How QE works to spoil productive economies is a theme of Professor Michael Hudson's recent article/podcast. He is Distinguished Research Professor at the University of Missouri-Kansas City, the leading Post-Keynesian university in America. He brings insights that the usual media view doesn't dig for and expose. For example:
Last year the Federal Reserve had an $800 billion quantitative easing. At one-quarter of one per cent interest, the Federal Reserve lent – gave – this money to the banks.
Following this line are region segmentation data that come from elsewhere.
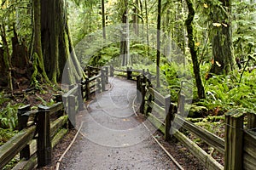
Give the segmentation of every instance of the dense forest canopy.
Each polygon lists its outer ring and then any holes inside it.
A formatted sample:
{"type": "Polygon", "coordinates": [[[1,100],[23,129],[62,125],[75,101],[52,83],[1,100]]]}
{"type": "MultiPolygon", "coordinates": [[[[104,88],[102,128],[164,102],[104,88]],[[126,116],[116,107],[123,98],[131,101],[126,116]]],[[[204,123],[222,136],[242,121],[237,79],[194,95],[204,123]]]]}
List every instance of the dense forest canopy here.
{"type": "Polygon", "coordinates": [[[1,97],[24,86],[55,87],[67,63],[68,83],[85,77],[88,64],[111,64],[149,69],[172,101],[193,89],[188,97],[195,105],[215,114],[234,107],[255,111],[256,1],[0,0],[0,5],[1,97]],[[182,89],[186,82],[189,87],[182,89]]]}

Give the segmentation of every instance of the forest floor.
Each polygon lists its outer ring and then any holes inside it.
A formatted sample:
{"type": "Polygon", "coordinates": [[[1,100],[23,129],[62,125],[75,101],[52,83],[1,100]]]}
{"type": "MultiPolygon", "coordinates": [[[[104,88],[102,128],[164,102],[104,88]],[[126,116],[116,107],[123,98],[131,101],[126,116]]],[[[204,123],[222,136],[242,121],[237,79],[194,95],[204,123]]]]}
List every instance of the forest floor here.
{"type": "MultiPolygon", "coordinates": [[[[131,105],[136,91],[132,89],[136,85],[124,82],[113,80],[111,89],[103,95],[96,94],[88,106],[89,111],[79,116],[79,122],[83,122],[81,131],[60,169],[177,169],[141,126],[143,116],[134,115],[131,105]]],[[[65,136],[54,149],[52,166],[42,169],[55,168],[76,132],[72,130],[65,136]]],[[[175,139],[166,142],[158,131],[153,135],[184,169],[205,169],[175,139]]]]}

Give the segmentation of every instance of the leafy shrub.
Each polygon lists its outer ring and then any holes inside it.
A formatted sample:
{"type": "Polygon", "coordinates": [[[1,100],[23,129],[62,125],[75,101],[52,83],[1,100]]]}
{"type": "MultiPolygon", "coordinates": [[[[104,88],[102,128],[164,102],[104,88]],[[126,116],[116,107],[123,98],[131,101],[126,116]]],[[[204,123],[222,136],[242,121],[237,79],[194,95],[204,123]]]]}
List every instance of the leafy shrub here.
{"type": "Polygon", "coordinates": [[[5,108],[0,110],[0,128],[15,129],[18,123],[17,111],[20,105],[21,104],[11,105],[9,103],[5,108]]]}

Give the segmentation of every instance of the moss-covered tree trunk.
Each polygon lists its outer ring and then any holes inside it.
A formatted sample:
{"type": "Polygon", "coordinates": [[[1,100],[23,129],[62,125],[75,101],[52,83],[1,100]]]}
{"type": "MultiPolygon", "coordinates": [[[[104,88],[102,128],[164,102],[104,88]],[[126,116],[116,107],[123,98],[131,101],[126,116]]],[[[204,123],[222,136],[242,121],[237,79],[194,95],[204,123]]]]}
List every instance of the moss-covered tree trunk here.
{"type": "Polygon", "coordinates": [[[190,54],[192,57],[192,62],[193,62],[193,70],[194,74],[195,77],[195,83],[197,87],[197,94],[200,99],[204,99],[205,96],[205,89],[202,85],[202,82],[201,79],[201,74],[200,74],[200,66],[199,62],[197,59],[197,53],[195,48],[195,40],[194,40],[194,33],[193,33],[193,26],[192,22],[195,16],[195,9],[193,8],[193,3],[191,0],[186,0],[188,8],[189,8],[189,14],[188,18],[186,20],[186,26],[187,26],[187,31],[188,31],[188,37],[189,37],[189,47],[190,48],[190,54]]]}
{"type": "Polygon", "coordinates": [[[68,82],[79,80],[82,69],[73,51],[69,34],[65,0],[41,1],[42,49],[45,71],[53,83],[60,82],[65,65],[68,82]]]}
{"type": "Polygon", "coordinates": [[[128,0],[124,0],[124,11],[122,14],[122,30],[120,36],[120,55],[122,57],[122,66],[128,63],[128,0]]]}
{"type": "Polygon", "coordinates": [[[139,15],[139,1],[135,0],[134,2],[134,15],[133,15],[133,29],[134,33],[138,36],[138,15],[139,15]]]}
{"type": "Polygon", "coordinates": [[[44,70],[44,58],[41,45],[41,6],[40,0],[33,0],[34,11],[34,42],[33,42],[33,73],[32,75],[32,86],[39,88],[39,83],[50,83],[44,70]]]}
{"type": "Polygon", "coordinates": [[[102,37],[106,39],[105,1],[102,0],[102,37]]]}
{"type": "Polygon", "coordinates": [[[210,71],[214,74],[228,73],[233,70],[234,56],[232,52],[231,0],[219,0],[222,7],[214,7],[212,20],[214,26],[214,37],[212,41],[214,63],[210,71]]]}
{"type": "Polygon", "coordinates": [[[160,27],[161,27],[161,0],[158,0],[157,7],[157,52],[156,52],[156,86],[160,86],[160,27]]]}
{"type": "Polygon", "coordinates": [[[12,81],[12,71],[11,71],[11,62],[10,62],[10,54],[9,50],[8,48],[8,42],[6,39],[6,31],[5,31],[5,26],[0,25],[0,31],[1,31],[1,38],[3,41],[3,70],[5,74],[7,75],[7,86],[9,89],[13,91],[13,81],[12,81]]]}

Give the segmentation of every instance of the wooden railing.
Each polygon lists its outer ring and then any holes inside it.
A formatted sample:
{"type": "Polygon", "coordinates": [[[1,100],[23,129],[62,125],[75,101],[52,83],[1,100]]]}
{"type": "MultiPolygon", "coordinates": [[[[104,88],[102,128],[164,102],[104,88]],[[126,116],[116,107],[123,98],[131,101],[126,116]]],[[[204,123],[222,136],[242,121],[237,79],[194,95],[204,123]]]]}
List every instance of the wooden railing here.
{"type": "Polygon", "coordinates": [[[126,77],[127,80],[136,81],[137,76],[140,74],[148,75],[149,79],[153,78],[148,69],[147,69],[147,71],[145,71],[144,69],[136,70],[136,69],[132,69],[132,67],[127,67],[126,70],[121,70],[121,69],[115,69],[113,65],[109,66],[109,76],[113,76],[114,75],[117,75],[119,76],[126,77]]]}
{"type": "Polygon", "coordinates": [[[154,90],[148,76],[137,76],[137,99],[140,112],[164,134],[166,140],[174,136],[205,165],[207,169],[255,169],[256,167],[256,114],[247,113],[247,125],[244,114],[229,111],[225,114],[225,139],[196,126],[183,116],[184,96],[180,95],[177,105],[170,102],[170,96],[162,96],[154,90]],[[178,105],[178,107],[177,107],[178,105]],[[187,138],[175,127],[191,132],[224,156],[224,167],[187,138]]]}
{"type": "MultiPolygon", "coordinates": [[[[138,100],[141,100],[140,112],[145,114],[152,124],[165,134],[166,140],[169,140],[172,138],[171,134],[172,134],[184,144],[207,169],[224,168],[222,165],[195,143],[191,141],[180,131],[175,129],[174,124],[182,126],[183,129],[190,131],[196,137],[221,153],[224,152],[224,139],[185,120],[185,118],[182,116],[182,111],[184,110],[183,103],[180,102],[178,105],[171,103],[170,95],[162,96],[154,90],[147,76],[138,76],[137,84],[137,91],[141,94],[141,95],[137,96],[142,96],[142,99],[138,99],[138,100]],[[178,108],[177,105],[178,105],[178,108]]],[[[184,98],[181,97],[180,99],[184,98]]]]}
{"type": "Polygon", "coordinates": [[[38,105],[32,111],[30,105],[19,109],[20,132],[0,147],[0,169],[19,153],[20,161],[14,169],[33,169],[51,162],[52,148],[68,128],[76,127],[76,113],[84,110],[84,99],[96,91],[104,91],[108,83],[108,68],[89,67],[85,74],[88,76],[85,80],[70,86],[65,94],[55,96],[56,104],[49,107],[38,105]]]}

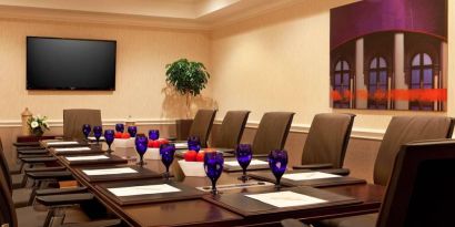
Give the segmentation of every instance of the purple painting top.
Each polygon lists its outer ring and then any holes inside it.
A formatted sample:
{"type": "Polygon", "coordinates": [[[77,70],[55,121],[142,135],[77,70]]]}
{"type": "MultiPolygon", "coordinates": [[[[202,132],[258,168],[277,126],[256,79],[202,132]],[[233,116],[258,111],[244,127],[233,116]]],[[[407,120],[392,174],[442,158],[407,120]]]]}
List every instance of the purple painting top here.
{"type": "Polygon", "coordinates": [[[391,30],[447,40],[447,0],[364,0],[331,10],[331,50],[352,39],[391,30]]]}

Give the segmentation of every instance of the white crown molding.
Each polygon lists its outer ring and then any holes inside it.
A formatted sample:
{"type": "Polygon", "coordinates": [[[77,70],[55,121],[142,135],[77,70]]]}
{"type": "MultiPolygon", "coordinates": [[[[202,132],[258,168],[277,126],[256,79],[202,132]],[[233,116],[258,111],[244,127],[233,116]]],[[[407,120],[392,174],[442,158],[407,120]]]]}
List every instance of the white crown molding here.
{"type": "MultiPolygon", "coordinates": [[[[223,120],[215,120],[214,124],[221,124],[223,120]]],[[[246,123],[246,128],[257,128],[259,121],[249,121],[246,123]]],[[[310,124],[292,124],[290,132],[292,133],[309,133],[310,124]]],[[[363,140],[371,140],[371,141],[382,141],[384,137],[384,130],[375,130],[375,128],[364,128],[364,127],[353,127],[351,132],[352,138],[363,138],[363,140]]]]}
{"type": "MultiPolygon", "coordinates": [[[[161,118],[132,118],[132,120],[124,120],[124,118],[109,118],[109,120],[103,120],[103,125],[105,126],[112,126],[115,125],[117,123],[122,123],[122,122],[134,122],[135,125],[142,126],[142,125],[174,125],[175,120],[161,120],[161,118]]],[[[63,126],[63,120],[48,120],[49,126],[50,127],[62,127],[63,126]]],[[[0,127],[21,127],[22,123],[21,121],[0,121],[0,127]]]]}

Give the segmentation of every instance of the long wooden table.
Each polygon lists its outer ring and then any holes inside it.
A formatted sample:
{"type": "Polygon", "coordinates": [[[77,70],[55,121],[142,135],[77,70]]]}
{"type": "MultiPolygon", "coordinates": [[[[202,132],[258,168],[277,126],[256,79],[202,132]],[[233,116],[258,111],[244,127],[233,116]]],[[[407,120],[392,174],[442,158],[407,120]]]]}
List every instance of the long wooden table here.
{"type": "MultiPolygon", "coordinates": [[[[59,158],[62,158],[59,156],[59,158]]],[[[337,187],[325,187],[325,190],[340,195],[357,198],[363,203],[343,206],[325,207],[321,209],[295,209],[280,215],[264,215],[254,217],[243,217],[240,214],[228,210],[221,206],[210,203],[210,196],[203,198],[179,202],[164,202],[154,204],[120,206],[112,198],[102,194],[95,187],[97,183],[89,183],[81,176],[81,172],[75,172],[75,167],[69,166],[65,162],[61,165],[68,167],[75,179],[89,188],[91,193],[108,209],[118,215],[130,226],[277,226],[284,218],[299,218],[306,221],[314,221],[325,218],[343,217],[358,214],[375,213],[378,210],[384,194],[384,187],[358,184],[337,187]]],[[[134,165],[134,163],[130,163],[134,165]]],[[[80,167],[80,166],[78,166],[80,167]]],[[[146,168],[159,173],[164,172],[161,161],[146,161],[146,168]]],[[[179,164],[174,161],[171,166],[174,180],[192,187],[211,185],[206,177],[184,177],[179,164]]],[[[223,173],[218,184],[240,183],[237,177],[241,173],[223,173]]],[[[224,193],[260,192],[262,188],[233,189],[224,193]]]]}

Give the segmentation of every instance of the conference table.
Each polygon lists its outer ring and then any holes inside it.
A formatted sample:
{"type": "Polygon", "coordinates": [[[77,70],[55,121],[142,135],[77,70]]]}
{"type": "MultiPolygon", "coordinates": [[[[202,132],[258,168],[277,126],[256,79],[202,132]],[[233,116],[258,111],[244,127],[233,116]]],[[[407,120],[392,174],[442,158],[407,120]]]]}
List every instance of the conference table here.
{"type": "MultiPolygon", "coordinates": [[[[55,155],[55,154],[54,154],[55,155]]],[[[108,155],[115,157],[115,152],[108,155]]],[[[204,187],[210,186],[211,182],[208,177],[185,177],[179,166],[176,159],[171,165],[171,179],[162,179],[161,173],[165,167],[161,161],[145,161],[146,164],[142,167],[135,164],[135,161],[128,163],[98,164],[90,163],[87,165],[71,165],[63,155],[55,155],[58,162],[72,172],[75,180],[80,185],[87,186],[95,198],[107,207],[108,210],[121,218],[129,226],[279,226],[280,221],[285,218],[297,218],[305,221],[316,221],[326,218],[344,217],[352,215],[361,215],[378,211],[385,188],[372,184],[352,184],[321,187],[316,193],[333,193],[341,196],[353,198],[353,203],[334,204],[333,206],[322,207],[295,207],[284,209],[280,213],[242,213],[241,210],[232,209],[223,206],[221,203],[223,197],[235,197],[235,195],[260,192],[274,192],[273,185],[261,187],[235,187],[233,189],[223,190],[220,195],[204,193],[202,196],[188,197],[181,199],[165,199],[165,196],[160,202],[148,203],[146,199],[141,203],[121,204],[111,195],[103,190],[105,184],[133,184],[136,182],[176,182],[185,187],[204,187]],[[93,168],[93,166],[130,166],[134,169],[143,168],[150,174],[150,178],[123,178],[109,182],[109,177],[103,180],[90,180],[81,172],[82,168],[93,168]],[[149,172],[150,171],[150,172],[149,172]],[[151,174],[151,173],[154,173],[151,174]]],[[[249,171],[249,174],[263,173],[266,171],[249,171]]],[[[242,183],[239,177],[241,172],[223,173],[218,180],[218,185],[232,185],[242,183]]],[[[314,190],[310,187],[302,187],[305,190],[314,190]]],[[[286,189],[283,187],[282,189],[286,189]]],[[[299,189],[299,188],[297,188],[299,189]]],[[[145,198],[145,197],[144,197],[145,198]]],[[[241,206],[253,206],[249,202],[239,202],[241,206]],[[242,204],[244,203],[244,204],[242,204]]]]}

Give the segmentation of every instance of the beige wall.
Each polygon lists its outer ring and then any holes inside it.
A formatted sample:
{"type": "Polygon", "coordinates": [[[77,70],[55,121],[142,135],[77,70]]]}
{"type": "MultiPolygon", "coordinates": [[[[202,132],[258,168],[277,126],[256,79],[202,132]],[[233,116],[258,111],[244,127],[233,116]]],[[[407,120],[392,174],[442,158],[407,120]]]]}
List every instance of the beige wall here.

The banks used part of this money just to leave on deposit with the Federal Reserve and get interest, but actually an amount equal to $800 billion was lent abroad in foreign currency speculation (mainly to the BRIC countries) and arbitrage.In other words, they take this quarter-per cent money, they buy Brazilian bonds that were yielding 11%, they pocket 10.75% difference, and they not only get the 10.75% difference, but all this Federal Reserve money, spilling out of the US economy into the Brazilian economy forced up Brazil’s currency and gave the banks a foreign exchange free ride over and above the interest free ride.
There is a nice point about what the 'market system' means which shows how central banks are the hidden essential hand within the visible glove of the commercial banks. Hudson was asked wouldn't it be better for the market system if some banks were allowed to fail, rather than saddling the public with debt to support them?
MH: The market system here is that the banks are supposed to run the economy. That’s what the market system basically means. Of course it would be better for the real economy, but the governments are not supporting the real economy, they’re supporting the bankers and the bankers’ gain is the real economy’s loss.
To a question as to why in the US have sales taxes risen so much last year? And why is there reliance on such 'user pay-charges'?
MH: Because if you didn’t tax consumers through the sales taxes, then you’d have to do what governments used to do and tax real estate! And if you taxed real estate, then it wouldn’t have as much money, rental income, free to pay the banks. And the idea is to free all of the income from real estate rent and natural resource rent so that instead of this being the tax base, it can be paid to the banks and the financial sector, so the financial sector, now that it has become the de facto government of the economy, wants all of the rent that used to be the tax base to go to it. And its aim is to shift the taxes off real estate, off finance, off insurance and off monopolies, on to labour to shrink the living standards as rapidly as it can.